2020年10月4日礼拝説教要約「空しさの極みから」コヘレト1:1-18

 コヘレトは「空しい」を連発する。その他にも「太陽の下、人は労苦するが すべての労苦は何になろう」(3節)、「何もかも、もの憂い」(8節)、「わたしは太陽の下に起こることをすべて見極めたが、見よ、どれもみな空しく、風を追うようなことであった」(14節)、「太陽のもと、労苦してきたことのすべてに、わたしの心は絶望していた」(2:20)といった重苦しい言葉が並ぶ。このまま「遺書」になってもおかしくはない言葉が連続する。だから「ヘベル」を繰り返すコヘレトは伝統的に虚無的、厭世的と者と評されてきた。

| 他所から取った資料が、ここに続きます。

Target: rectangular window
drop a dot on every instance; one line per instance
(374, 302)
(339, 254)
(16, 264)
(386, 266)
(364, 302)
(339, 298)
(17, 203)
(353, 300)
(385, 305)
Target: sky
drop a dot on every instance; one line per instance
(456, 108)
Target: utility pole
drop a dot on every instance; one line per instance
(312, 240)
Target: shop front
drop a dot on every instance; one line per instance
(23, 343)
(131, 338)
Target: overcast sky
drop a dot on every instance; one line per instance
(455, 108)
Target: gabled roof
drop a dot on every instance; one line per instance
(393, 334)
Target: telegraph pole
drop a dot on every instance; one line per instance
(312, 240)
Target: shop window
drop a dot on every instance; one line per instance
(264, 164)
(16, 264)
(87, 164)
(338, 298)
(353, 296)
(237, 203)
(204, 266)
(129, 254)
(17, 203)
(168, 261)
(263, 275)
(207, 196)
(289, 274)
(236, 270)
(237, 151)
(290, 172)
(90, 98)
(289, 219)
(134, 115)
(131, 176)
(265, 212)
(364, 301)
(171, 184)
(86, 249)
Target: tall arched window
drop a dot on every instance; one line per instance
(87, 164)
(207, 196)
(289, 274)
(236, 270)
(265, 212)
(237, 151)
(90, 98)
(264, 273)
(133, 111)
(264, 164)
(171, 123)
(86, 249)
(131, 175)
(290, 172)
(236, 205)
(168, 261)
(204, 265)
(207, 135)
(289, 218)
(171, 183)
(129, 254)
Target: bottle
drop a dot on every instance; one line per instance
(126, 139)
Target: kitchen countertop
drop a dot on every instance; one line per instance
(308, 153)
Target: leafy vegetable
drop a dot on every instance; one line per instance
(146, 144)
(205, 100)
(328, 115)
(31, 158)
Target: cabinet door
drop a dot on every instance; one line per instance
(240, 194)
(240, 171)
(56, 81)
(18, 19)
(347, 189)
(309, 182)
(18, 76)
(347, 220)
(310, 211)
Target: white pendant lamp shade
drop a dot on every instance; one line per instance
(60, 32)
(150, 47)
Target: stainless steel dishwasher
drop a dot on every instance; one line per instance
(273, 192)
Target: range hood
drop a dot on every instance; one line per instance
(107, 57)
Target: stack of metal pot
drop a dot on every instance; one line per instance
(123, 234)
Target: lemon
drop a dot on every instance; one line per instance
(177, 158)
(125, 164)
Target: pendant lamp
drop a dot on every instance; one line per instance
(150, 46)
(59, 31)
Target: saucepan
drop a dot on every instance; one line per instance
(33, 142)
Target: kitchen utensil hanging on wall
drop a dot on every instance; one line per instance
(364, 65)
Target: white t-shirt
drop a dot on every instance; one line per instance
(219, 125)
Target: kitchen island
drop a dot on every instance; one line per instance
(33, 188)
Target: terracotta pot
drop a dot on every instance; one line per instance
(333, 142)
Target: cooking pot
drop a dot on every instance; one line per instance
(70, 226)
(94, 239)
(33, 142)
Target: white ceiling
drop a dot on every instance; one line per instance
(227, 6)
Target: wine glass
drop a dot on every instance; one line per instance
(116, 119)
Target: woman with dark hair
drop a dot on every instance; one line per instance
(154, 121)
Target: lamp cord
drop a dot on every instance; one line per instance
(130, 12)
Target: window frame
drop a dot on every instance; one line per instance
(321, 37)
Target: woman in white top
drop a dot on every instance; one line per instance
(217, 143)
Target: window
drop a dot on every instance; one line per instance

 しかし、NHKの「心の時代」でこの「コヘレトの言葉」が取り上げられているが(10月から放送再開予定)、講師の小友聡先生はコヘレトの言葉のテキストの副題に「それでも生きる」とつけられている。また小友先生の近著『コヘレトの言葉を読もう』の副題も「生きよと呼びかける書」となっていた。虚無主義者コヘレトとはまた違う印象が浮かび上がってくる。小友先生は、コヘレトは決して虚無的に、この世界で生きることをやめようとしているのではなく、むしろ、どうしようもない「空しさ」、「空」の中でなお「生きる」ということを語りかけているという指摘されている。

 「空しい」と約させるヘベルという言葉は、もともとは「息」「蒸気」という意味であり、そこから「空しい」「はかない」「無益」「無意味」「不条理」などを意味するようになった。その中でもヘベルは「時間的な短さ」、「儚さ」を意味する。コヘレトは、人生は短く、儚い。大地は永遠に続き、日は昇り、日は沈む。風は吹きめぐり、川の流れは繰り返される。その中で、人生は儚く、短い。だからこそ、どう生きるのかをコヘレトは問うているのだ。

 確かにへベルが繰り返されるこの書だが、コヘレトは決して生きることを諦めているとは思えない。彼は最後に「すべてに耳を傾けて得た結論。『神を畏れ、その戒めを守れ。』これこそ、人間のすべて」(12:13)と記しこの書を閉じる。コヘレトは神を畏れることなしに、神なしに生きることは空しいと語るのだ。  神を畏れ、神の戒めを守り生きる! 

 それはヘベルの中で神を礼拝しつつ生きるということだ。それこそ人間のすべてだ。私たちの「礼拝書指針」の前文には次のようにある。「私たちは人間として欠乏感に迫られて礼拝することをしっている。私たちは自分自身では満ち足りることができないのであり、造り主と出会い、礼拝することによって、完成と充足を経験するのである。礼拝するとは、人間が人間となることである」神を礼拝することなしに、人間は人間にはならないのだ。お前の創造主に心を留めることなく生きることは空しい。風を追うようなものだと語っているのだと思う。  

 私たちの中に「ヘベル」がある。コロナで目標を失った若者が「空しい」と語っていた。自殺者も急増していると報道されている。有名人の自殺も相次いでいる。子育て、介護、職場において私たちの中に「ヘベル」がある。
 
 私はキリストの十字架の出来事を思う。キリストの十字架こそ「へベルの中のヘベル」だと。しかし、神は十字架のキリストを復活させられた。愛に生き抜いたキリストの生涯は決して空しいものではない。主の復活はそのことの証しているのだ。キリストの弟子たちはヘベルを経験する中で、なお「生きよ」との御声を聞き、礼拝しつつキリストに従い生きるのだ。